The workplace revolution prompted by the COVID-19 pandemic has become entrenched across industries, and asset management is no exception. KPMG's Asset Management Opportunities and Risks survey helps assess how top Canadian asset management firms are adjusting to today's evolving workplace and tight labour market.
Flexibility as a recruitment tool
Flexible work arrangements have long been a major draw for top talent across sectors. That criterion has only grown stronger since the pandemic proved beyond a doubt that remote work was possible and could be done well.
Almost all the Canadian asset management companies we spoke to are using hybrid work arrangements as a way to attract and retain talent.
While the bulk of asset management firms we consulted are using hybrid arrangements to recruit and retain quality personnel, many are also attracting staff with flexible work hours. Half are offering even more flexibility by introducing work from anywhere policies.
While some sectors have experienced layoffs in the past few months, it’s still a challenging labour market and competition is high. Business leaders recognize that they need to be responsive to employee demands to assemble and maintain a talented workforce.

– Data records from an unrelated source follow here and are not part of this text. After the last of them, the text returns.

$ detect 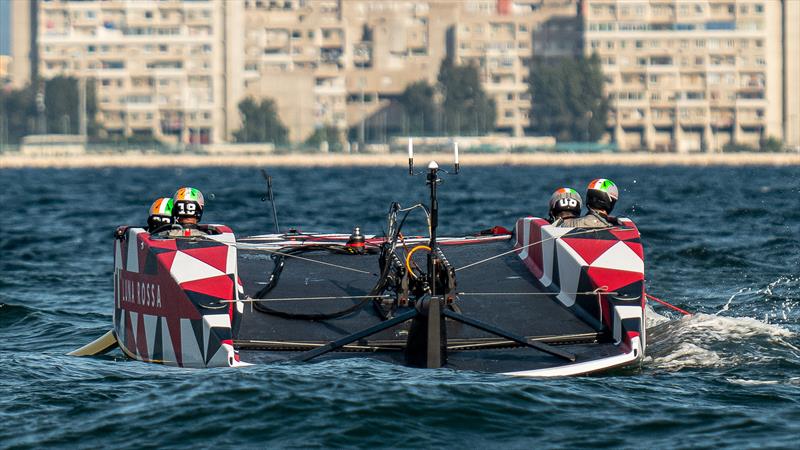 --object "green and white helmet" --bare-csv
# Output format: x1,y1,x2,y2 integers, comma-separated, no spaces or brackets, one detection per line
172,187,206,220
147,197,173,231
586,178,619,213
550,188,583,218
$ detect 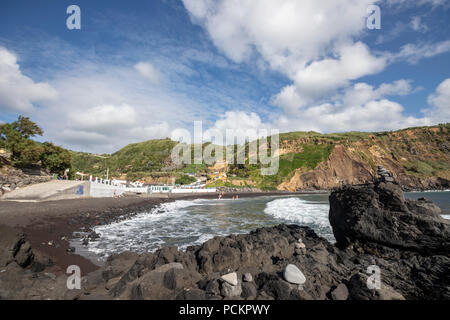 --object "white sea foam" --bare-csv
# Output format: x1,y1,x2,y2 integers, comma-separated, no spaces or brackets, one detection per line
264,198,334,241
87,197,334,259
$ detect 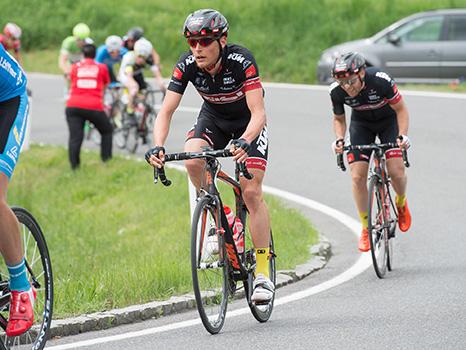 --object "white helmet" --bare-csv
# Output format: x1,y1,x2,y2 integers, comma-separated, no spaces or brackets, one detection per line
134,38,152,58
105,35,123,51
3,23,21,39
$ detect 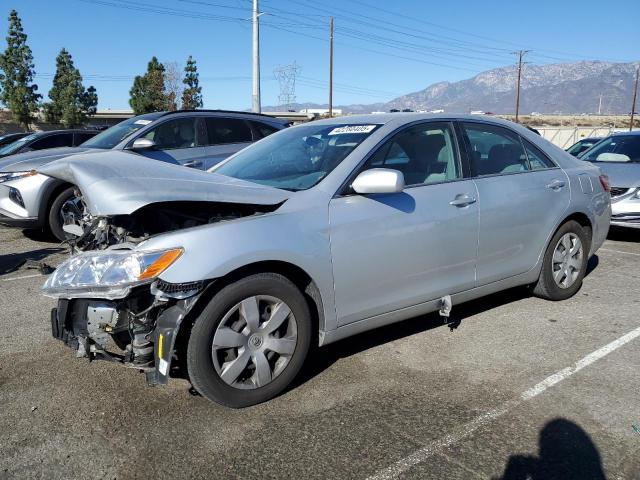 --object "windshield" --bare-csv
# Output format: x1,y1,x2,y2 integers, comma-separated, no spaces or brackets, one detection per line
210,124,378,190
80,114,158,149
0,133,37,155
580,135,640,163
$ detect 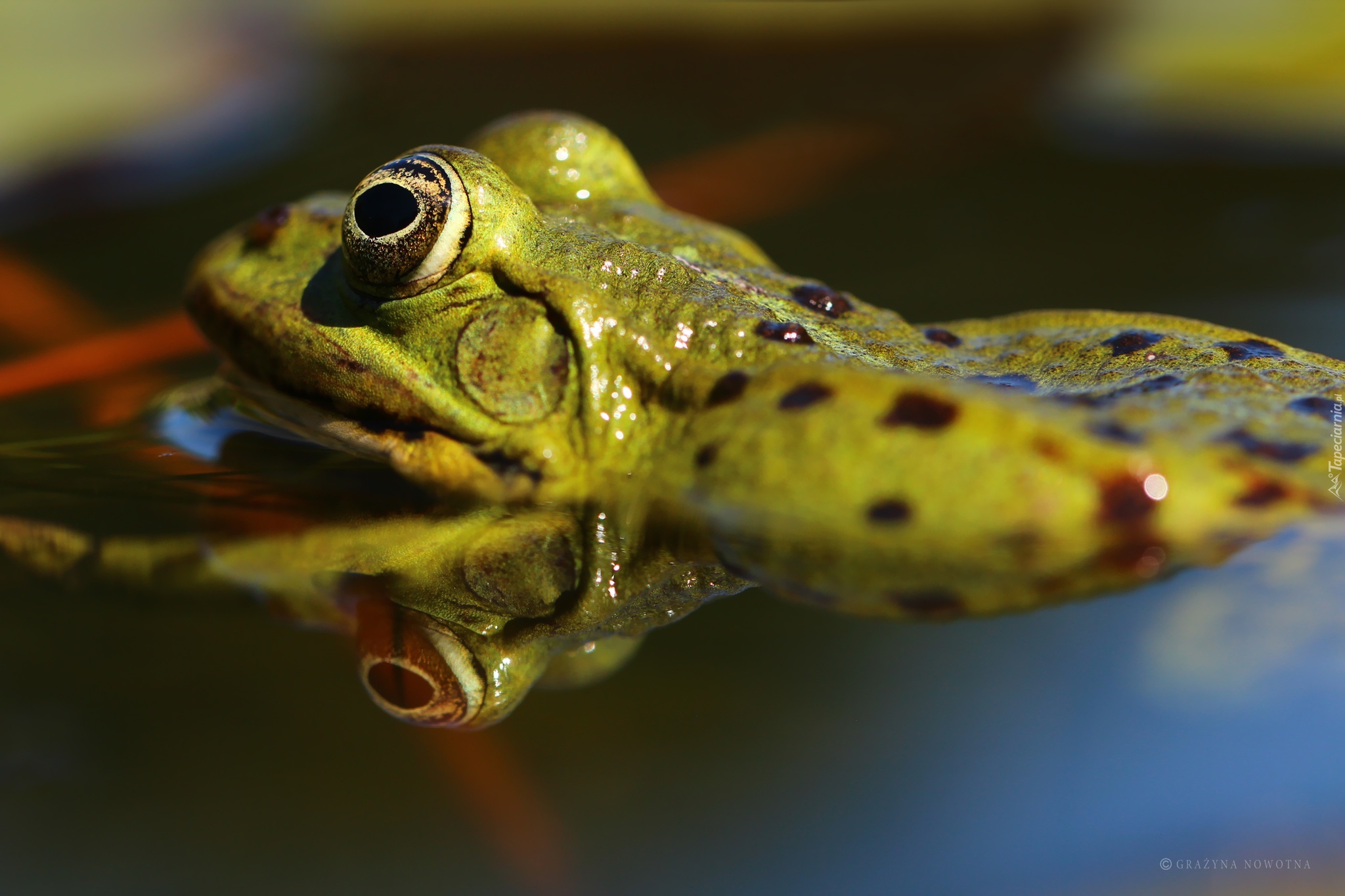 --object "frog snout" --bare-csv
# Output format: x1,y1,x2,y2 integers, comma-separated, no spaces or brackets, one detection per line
355,598,484,727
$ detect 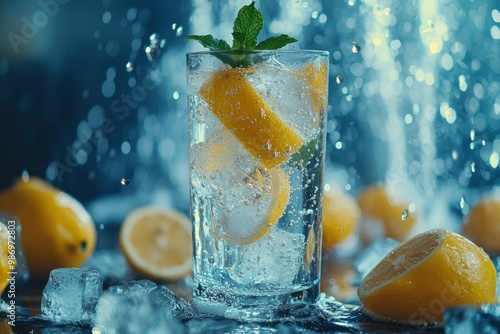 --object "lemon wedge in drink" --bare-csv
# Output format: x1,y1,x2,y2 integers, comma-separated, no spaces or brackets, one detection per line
297,63,328,113
211,168,291,246
200,67,303,168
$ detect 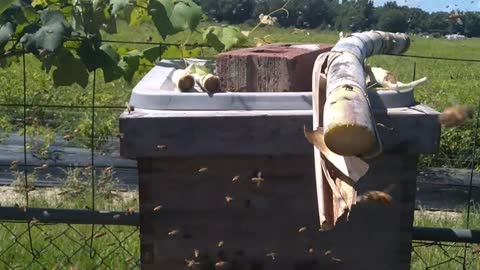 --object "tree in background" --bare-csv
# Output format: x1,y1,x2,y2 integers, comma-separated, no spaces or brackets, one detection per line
335,0,374,31
195,0,256,24
377,9,408,32
428,12,449,32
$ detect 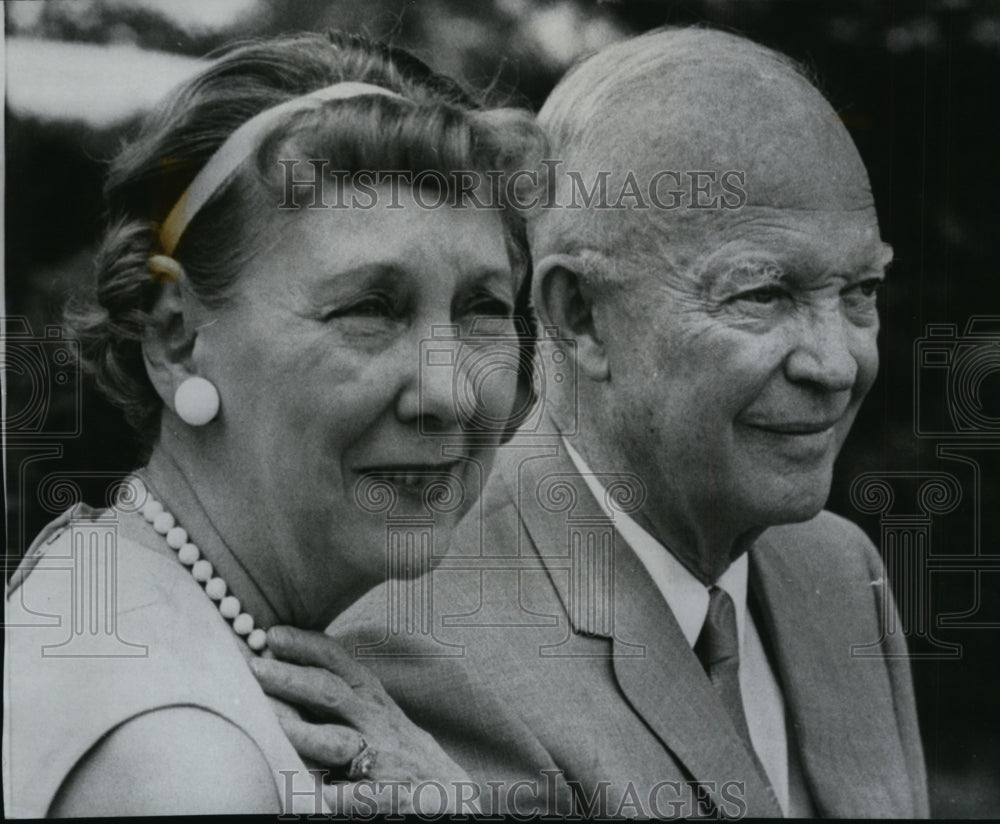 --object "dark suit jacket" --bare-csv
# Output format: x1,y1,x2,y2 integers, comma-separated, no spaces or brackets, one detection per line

Depending on position and seniority level, we may see employees start to self-select based on their personal preference for hybrid, office, or fully remote work and work experience. Asset managers facing a shrinking labour force in a tightening economy may choose to leverage flexible work arrangements to meet employee expectations without relying on salary increases.
Future benefits from a smaller real estate footprint
The "work-from-home" pandemic experience demonstrated one thing clearly to asset management firms across the country: it is not necessary to rent expensive downtown Toronto, Montreal, or Vancouver office space to carry out certain asset management functions. Many back-office tasks can be performed perfectly well remotely and companies are seeing significant costs savings from operating largely virtual or fully remote environments.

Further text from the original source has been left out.